Zahnarzt, Verfassungsschutz und Kastelruther Spatzen
Früh am Morgen im Warteraum beim
Zahnarzt. Schleifgeräusche dringen durch die angelehnte Tür, als wäre ein
Schlosser mit dem Formen einer Metallskulptur beschäftigt. Neben mir sitzt
einer, der äußerst angespannt wirkt, sich mit beiden Händen an der Lehne des Stuhls
festhält, sichtlich nervös und kurzatmig, wie ein Passagier mit Flugangst während
des Startvorgangs, oder wie jemand, bei dem sich ein epileptischer Anfall
ankündigt. Ich werde vor ihm aufgerufen. Nach meiner Behandlung ist der Stuhl
leer, entweder schwitzt er gerade im zweiten Raum, oder ihn hat vorzeitig der
Mut verlassen, überlege ich.
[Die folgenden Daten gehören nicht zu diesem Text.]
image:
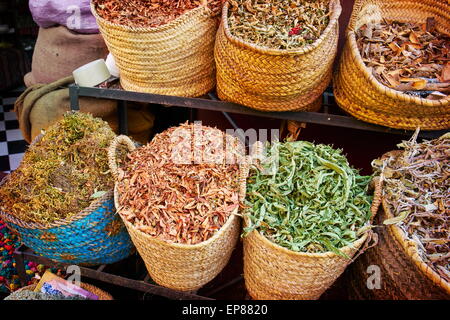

Später, kurz vor Mittag, ein Treffen. Mit dabei ein
Zeitgenosse, der Uniformen liebt, an Schießübungen teilnimmt und in seiner
Freizeit Fahnen schwenkt, also Teil einer Gruppierung ist, die anderswo vom
Verfassungsschutz beobachtet wird. Nach dem dritten Glas Lugana und diversen
(vergeblichen) Erklärungsversuchen, dass Ausgrenzen
und Sich-Verschließen mit Bewahren so wenig zu tun hat, wie die
Kastelruther Spatzen mit Musik, verabschieden wir uns.